With Justin Trudeau back in the House of Commons after his visit to Kyiv, only one other leader was actually present, which is curious in and of itself. Candice Bergen led off, with her script in front of her, and she decried the former Bill C-69, noted that the Alberta Court of Appeal declared it to be unconstitutional, and demanded the government repeal it. Trudeau read a script that noted the Act created stability after the previous government gutted environmental assessments (and simply turning everything to litigation), and stated that they would appeal that decision. Bergen pivoted to gasoline prices and demanded Action, but Trudeau was not done with the Impact Assessment Act. He noted that the same Alberta court found the national carbon price unconstitutional until the Supreme Court of Canada told them it was. Bergen then decried that the Canadians were suffering and that this government was raising taxes every year, and then demanded that the prime minister “stop spreading information.” Trudeau replied that he would indeed keep spreading information, especially about things like climate rebates. Luc Berthold took over in French, and accused the government of misinformation, insisting that the prime minister has not helped people, to which Trudeau repeated the points about climate rebates in provinces that participate. Berthold decried the rising prices in the grocery store—ignoring that the main cause of those rising prices is drought—and Trudeau read that they were helping by means like the Canada Child Benefit, which is indexed to inflation.

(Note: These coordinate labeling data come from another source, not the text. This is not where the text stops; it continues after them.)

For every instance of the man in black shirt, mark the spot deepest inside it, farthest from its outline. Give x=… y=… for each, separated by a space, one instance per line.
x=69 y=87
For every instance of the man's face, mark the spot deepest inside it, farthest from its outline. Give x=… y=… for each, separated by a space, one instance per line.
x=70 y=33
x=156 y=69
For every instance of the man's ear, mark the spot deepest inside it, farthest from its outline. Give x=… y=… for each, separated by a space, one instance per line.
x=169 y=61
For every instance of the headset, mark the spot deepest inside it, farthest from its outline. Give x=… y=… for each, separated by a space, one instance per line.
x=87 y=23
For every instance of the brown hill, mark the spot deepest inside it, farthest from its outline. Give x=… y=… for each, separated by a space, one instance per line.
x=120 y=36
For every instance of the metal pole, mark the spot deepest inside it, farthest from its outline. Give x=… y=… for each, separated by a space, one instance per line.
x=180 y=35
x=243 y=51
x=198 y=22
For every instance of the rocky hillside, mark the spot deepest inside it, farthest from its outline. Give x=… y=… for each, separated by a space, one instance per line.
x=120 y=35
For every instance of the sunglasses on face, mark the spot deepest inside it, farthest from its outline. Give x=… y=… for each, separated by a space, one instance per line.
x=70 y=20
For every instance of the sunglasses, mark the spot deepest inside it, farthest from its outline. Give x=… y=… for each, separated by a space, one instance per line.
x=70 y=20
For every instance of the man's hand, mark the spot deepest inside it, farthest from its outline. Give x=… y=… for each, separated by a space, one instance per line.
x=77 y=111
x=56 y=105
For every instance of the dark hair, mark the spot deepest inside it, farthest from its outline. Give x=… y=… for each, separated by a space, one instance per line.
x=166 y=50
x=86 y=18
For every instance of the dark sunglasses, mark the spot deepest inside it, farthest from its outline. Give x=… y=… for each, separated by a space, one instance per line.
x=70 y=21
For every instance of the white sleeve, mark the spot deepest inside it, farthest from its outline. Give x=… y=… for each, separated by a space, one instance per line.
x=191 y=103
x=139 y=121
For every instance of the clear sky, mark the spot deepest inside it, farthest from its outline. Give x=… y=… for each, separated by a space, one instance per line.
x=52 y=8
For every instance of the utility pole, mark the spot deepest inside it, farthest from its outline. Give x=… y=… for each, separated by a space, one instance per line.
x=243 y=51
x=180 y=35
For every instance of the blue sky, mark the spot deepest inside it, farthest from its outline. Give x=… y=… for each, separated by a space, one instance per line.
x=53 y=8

Alain Therrien led for the Bloc, and he accused the government of trying to anglicise Quebec by not applying the province’s language Charter. Trudeau read that their bill to modernise the Official Languages Act would protect French in Quebec and elsewhere in Canada. Therrien was not mollified and decried this supposed anglicisation, and Trudeau repeated his same script.

Alexandre Boulerice led for the NDP, and in French, he bemoaned profits in the oil sector and executive compensation, demanding the government do something. Trudeau reminded him that they already raised taxes on the wealthy and were adding taxes on big banks. Rachel Blaney repeated the question in English to demand the companies pay, to which Trudeau read the English version of the same response.